I'm running https://apm-ci.elastic.co/job/apm-agent-nodejs/job/apm-agent-nodejs-mbp/job/main/97/ to try again to see if we get a similar pause somewhere.

cachedout commented 2 years ago

@cachedout Any ideas? Do you know if other projects have seen slow/hung/timing-out test runner runs?

@trentm Nothing immediately comes to mind but I did just return from paternity leave so I'm still getting my head around the current state of affairs.

@v1v Do any changes in the above time frame ring a bell for you?

v1v commented 2 years ago

@v1v Do any changes in the above time frame ring a bell for you?

I wonder if a recent docker upgrade has happened in the CI workers, I recall I read something about a recent upgrade did affect something somewhere (sorry If I'm not precise but I don't recall exactly where I read it)

If those tests uses docker, maybe that's one of the reasons...

v1v commented 2 years ago

Our "TAV Test" stage is the longest. It typically and reliably has been taking slightly over 1h to complete. However, starting some time after Mar 23rd, that time started getting unexpectedly longer.
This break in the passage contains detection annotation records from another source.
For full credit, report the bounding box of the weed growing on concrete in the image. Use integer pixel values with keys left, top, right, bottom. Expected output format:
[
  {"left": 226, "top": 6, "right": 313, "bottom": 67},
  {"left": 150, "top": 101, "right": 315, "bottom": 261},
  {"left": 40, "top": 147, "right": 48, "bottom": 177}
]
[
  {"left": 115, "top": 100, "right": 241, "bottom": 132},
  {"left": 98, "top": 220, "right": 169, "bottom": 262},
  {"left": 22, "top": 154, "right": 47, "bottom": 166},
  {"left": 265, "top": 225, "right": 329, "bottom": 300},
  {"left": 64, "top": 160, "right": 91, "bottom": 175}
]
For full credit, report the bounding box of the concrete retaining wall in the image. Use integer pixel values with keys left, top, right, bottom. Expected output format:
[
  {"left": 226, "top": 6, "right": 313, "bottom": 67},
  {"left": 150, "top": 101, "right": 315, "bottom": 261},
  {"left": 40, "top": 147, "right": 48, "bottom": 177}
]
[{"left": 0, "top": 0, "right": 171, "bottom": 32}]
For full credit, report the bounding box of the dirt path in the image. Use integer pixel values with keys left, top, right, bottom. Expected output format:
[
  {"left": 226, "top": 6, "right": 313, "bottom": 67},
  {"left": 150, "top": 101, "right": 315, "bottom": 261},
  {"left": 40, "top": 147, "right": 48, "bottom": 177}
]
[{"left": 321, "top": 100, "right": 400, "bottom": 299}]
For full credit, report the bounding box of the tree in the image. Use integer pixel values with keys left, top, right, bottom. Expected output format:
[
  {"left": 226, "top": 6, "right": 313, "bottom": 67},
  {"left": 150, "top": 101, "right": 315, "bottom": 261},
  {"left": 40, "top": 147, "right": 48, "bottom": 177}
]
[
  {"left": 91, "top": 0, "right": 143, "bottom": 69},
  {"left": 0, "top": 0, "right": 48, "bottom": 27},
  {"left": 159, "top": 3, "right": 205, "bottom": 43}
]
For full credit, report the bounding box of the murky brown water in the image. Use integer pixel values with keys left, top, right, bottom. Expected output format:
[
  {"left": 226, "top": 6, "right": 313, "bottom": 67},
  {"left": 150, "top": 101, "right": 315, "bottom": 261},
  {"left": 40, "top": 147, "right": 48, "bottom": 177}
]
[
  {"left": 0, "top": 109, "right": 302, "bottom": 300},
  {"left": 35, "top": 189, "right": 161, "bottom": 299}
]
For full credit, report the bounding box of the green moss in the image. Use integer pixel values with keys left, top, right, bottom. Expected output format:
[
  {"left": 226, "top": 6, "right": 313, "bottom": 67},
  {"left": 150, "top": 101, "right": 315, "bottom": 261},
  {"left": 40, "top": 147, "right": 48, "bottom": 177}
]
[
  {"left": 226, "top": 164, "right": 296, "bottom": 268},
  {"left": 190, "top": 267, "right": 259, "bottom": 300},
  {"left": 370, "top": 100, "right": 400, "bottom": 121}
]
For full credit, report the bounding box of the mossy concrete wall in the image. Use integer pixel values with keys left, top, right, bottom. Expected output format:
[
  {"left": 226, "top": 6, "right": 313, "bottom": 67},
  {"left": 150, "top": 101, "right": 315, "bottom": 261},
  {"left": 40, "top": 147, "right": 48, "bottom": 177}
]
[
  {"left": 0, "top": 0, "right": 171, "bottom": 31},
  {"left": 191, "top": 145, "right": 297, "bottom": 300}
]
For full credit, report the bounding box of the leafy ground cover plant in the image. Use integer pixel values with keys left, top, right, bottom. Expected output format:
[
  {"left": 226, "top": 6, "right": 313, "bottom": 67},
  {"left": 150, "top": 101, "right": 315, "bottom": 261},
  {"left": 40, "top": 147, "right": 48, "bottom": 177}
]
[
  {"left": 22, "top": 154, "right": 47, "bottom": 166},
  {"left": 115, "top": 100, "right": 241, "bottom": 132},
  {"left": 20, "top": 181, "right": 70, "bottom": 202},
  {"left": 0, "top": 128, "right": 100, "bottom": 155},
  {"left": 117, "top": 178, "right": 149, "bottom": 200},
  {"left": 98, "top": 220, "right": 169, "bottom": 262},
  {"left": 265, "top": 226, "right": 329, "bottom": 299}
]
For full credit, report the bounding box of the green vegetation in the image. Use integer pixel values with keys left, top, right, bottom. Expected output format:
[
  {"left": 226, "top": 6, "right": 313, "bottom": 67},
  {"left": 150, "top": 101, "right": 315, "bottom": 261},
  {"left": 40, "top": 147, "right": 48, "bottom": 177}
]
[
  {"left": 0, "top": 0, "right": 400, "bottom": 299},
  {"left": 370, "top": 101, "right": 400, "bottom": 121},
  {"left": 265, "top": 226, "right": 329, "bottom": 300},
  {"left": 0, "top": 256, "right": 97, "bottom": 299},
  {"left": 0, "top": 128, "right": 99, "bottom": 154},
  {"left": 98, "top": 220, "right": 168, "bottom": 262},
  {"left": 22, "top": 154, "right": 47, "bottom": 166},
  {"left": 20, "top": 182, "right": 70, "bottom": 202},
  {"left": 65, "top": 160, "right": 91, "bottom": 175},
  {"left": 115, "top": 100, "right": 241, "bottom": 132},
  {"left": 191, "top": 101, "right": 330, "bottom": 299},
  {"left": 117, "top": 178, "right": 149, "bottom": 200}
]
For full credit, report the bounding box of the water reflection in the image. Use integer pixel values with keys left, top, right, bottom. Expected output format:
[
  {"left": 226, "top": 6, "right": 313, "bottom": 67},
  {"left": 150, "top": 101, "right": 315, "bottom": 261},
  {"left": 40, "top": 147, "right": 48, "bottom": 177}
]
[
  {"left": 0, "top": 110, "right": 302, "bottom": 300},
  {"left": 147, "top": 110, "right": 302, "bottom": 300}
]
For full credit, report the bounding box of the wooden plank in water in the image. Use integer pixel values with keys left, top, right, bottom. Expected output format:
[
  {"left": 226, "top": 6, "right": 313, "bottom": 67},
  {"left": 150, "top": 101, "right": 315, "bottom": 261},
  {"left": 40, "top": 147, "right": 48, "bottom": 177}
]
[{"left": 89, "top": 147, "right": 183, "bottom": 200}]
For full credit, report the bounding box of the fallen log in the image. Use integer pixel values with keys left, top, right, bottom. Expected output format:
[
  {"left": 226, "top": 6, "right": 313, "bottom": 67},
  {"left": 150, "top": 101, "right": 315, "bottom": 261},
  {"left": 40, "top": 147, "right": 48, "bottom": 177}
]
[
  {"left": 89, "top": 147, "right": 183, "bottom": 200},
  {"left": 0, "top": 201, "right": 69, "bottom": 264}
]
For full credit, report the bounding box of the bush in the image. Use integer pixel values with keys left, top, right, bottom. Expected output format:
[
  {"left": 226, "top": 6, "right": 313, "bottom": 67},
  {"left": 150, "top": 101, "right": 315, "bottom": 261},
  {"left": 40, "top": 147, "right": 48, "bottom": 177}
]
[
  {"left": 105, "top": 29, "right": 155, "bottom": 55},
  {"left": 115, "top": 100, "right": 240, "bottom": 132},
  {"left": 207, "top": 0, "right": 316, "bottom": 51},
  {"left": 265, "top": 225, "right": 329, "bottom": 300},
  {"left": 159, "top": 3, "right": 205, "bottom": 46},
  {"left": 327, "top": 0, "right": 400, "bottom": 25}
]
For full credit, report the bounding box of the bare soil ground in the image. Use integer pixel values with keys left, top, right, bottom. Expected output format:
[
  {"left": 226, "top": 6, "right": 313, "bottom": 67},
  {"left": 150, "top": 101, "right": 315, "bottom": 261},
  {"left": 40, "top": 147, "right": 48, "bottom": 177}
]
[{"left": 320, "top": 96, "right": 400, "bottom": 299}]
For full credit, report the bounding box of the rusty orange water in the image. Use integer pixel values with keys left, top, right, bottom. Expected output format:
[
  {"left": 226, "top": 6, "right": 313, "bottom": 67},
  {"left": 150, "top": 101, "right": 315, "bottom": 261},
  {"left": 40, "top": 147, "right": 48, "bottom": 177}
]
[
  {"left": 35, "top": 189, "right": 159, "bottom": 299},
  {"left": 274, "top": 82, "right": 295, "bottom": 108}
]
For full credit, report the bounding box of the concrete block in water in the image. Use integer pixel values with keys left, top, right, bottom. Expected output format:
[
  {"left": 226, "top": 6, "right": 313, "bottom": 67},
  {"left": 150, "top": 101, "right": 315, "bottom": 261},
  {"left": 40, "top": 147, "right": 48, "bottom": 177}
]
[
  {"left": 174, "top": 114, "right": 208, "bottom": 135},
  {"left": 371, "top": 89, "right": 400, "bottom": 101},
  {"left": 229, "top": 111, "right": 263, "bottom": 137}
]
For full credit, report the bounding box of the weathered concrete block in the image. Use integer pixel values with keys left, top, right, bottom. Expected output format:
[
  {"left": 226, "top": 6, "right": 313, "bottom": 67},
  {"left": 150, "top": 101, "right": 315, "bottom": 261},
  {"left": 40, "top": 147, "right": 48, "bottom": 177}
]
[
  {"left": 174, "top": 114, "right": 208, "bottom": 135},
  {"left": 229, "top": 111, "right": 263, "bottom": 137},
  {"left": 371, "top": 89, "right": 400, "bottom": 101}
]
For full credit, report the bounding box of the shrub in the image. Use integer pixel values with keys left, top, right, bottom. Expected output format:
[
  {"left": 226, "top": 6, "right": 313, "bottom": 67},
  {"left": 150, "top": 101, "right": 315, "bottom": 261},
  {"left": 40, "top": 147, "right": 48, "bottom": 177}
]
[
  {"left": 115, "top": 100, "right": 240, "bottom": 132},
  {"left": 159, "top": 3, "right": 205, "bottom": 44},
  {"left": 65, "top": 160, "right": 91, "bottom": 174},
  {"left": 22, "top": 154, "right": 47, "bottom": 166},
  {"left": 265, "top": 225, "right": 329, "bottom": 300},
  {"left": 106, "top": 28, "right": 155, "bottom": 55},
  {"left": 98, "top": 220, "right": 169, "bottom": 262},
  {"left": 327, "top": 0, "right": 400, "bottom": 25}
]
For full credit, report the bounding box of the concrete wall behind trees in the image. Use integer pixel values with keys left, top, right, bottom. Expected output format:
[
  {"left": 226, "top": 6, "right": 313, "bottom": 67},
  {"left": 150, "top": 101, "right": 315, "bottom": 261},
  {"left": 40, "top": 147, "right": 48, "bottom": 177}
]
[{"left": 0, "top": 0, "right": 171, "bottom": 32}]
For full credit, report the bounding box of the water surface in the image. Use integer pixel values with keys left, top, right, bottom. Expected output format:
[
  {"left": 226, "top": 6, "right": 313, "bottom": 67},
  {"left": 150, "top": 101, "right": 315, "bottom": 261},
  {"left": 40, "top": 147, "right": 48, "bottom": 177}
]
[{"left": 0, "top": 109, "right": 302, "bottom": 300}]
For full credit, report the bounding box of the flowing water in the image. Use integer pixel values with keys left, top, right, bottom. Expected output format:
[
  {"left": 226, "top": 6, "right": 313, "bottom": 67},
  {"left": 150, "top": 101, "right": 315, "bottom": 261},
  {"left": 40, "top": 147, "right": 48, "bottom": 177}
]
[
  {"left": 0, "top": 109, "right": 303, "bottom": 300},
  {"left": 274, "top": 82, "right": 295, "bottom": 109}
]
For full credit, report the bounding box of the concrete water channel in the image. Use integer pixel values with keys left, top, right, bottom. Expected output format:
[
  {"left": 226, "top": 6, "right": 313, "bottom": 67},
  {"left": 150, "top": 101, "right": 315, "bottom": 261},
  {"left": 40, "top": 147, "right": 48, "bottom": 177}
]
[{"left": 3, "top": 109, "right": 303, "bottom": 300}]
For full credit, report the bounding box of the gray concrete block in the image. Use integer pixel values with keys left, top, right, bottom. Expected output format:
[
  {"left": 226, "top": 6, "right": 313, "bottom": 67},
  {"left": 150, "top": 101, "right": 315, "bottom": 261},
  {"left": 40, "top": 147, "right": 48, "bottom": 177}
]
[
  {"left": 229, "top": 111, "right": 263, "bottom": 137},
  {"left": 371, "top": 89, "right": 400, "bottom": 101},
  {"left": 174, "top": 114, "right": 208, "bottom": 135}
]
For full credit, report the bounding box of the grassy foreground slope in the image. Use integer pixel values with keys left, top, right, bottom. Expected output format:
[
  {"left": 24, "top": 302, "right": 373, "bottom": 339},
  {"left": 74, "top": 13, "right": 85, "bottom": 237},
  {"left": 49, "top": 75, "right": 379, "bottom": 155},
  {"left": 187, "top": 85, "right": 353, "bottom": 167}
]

As far as I see docker has changed recently, see the below output from docker version in one of the CI workers:

Client: Docker Engine - Community
 Version:           20.10.14
 API version:       1.41
 Built:             Thu Mar 24 01:47:57 2022
...

Server: Docker Engine - Community
 Engine:
  Version:          20.10.14
  API version:      1.41 (minimum version 1.12)
  Built:            Thu Mar 24 01:45:46 2022
trentm commented 2 years ago

If those tests uses docker,

They do use docker.

cachedout commented 2 years ago

Refs: https://github.com/elastic/infra/issues/35413

trentm commented 2 years ago

For what it is worth this seems to have "gone away". Looking at recent apm-agent-nodejs build durations: Screen Shot 2022-03-30 at 9 21 49 AM

I'm closing this as "cannot repro". We can re-open if things start failing or looking slow again. I'm not sure how we could improve observability of the build steps from our end.

v1v commented 2 years ago

Interesting, I've just enabled https://github.com/elastic/apm-agent-nodejs/pull/2629 to run a few times with a pre-docker upgrade image.

I'll keep an eye for one day and then provide further details here before closing it.

v1v commented 2 years ago

crossposting -> https://github.com/elastic/apm-agent-nodejs/pull/2629#issuecomment-1085833914

trentm commented 2 years ago

THis is happening again: Screen Shot 2022-04-13 at 2 14 38 PM

For the latest one (build 114) it was the "Test / Node.js-14-async-hooks-false" build step that had an unexplained hang. From the log:

...
[2022-04-13T05:54:51.095Z] node_tests_1     | npm WARN deprecated resolve-url@0.2.1: https://github.com/lydell/resolve-url#deprecated
[2022-04-13T05:54:51.095Z] node_tests_1     | npm WARN deprecated source-map-url@0.4.1: See https://github.com/lydell/source-map-url#deprecated
[2022-04-13T05:54:51.095Z] node_tests_1     | npm WARN deprecated urix@0.1.0: Please see https://github.com/lydell/urix#deprecated
[2022-04-13T07:35:47.210Z] node_tests_1     | 
[2022-04-13T07:35:47.211Z] node_tests_1     | > dtrace-provider@0.8.8 install /app/node_modules/dtrace-provider
[2022-04-13T07:35:47.211Z] node_tests_1     | > node-gyp rebuild || node suppress-error.js
...

That delay was again (see earlier comment https://github.com/elastic/apm-agent-nodejs/issues/2624#issuecomment-1081258866) approximately 100 minutes:

> t2 = new Date('2022-04-13T07:35:47.210Z')
2022-04-13T07:35:47.210Z
> t1 = new Date('2022-04-13T05:54:51.095Z')
2022-04-13T05:54:51.095Z
> t2 - t1
6056115
> (t2 - t1) / 1000 / 60
100.93525

and in the same part of npm install. Could it be the binary build step for the 'dtrace-provider' npm package? That consistent 100 minutes suggests some hardcoded timeout.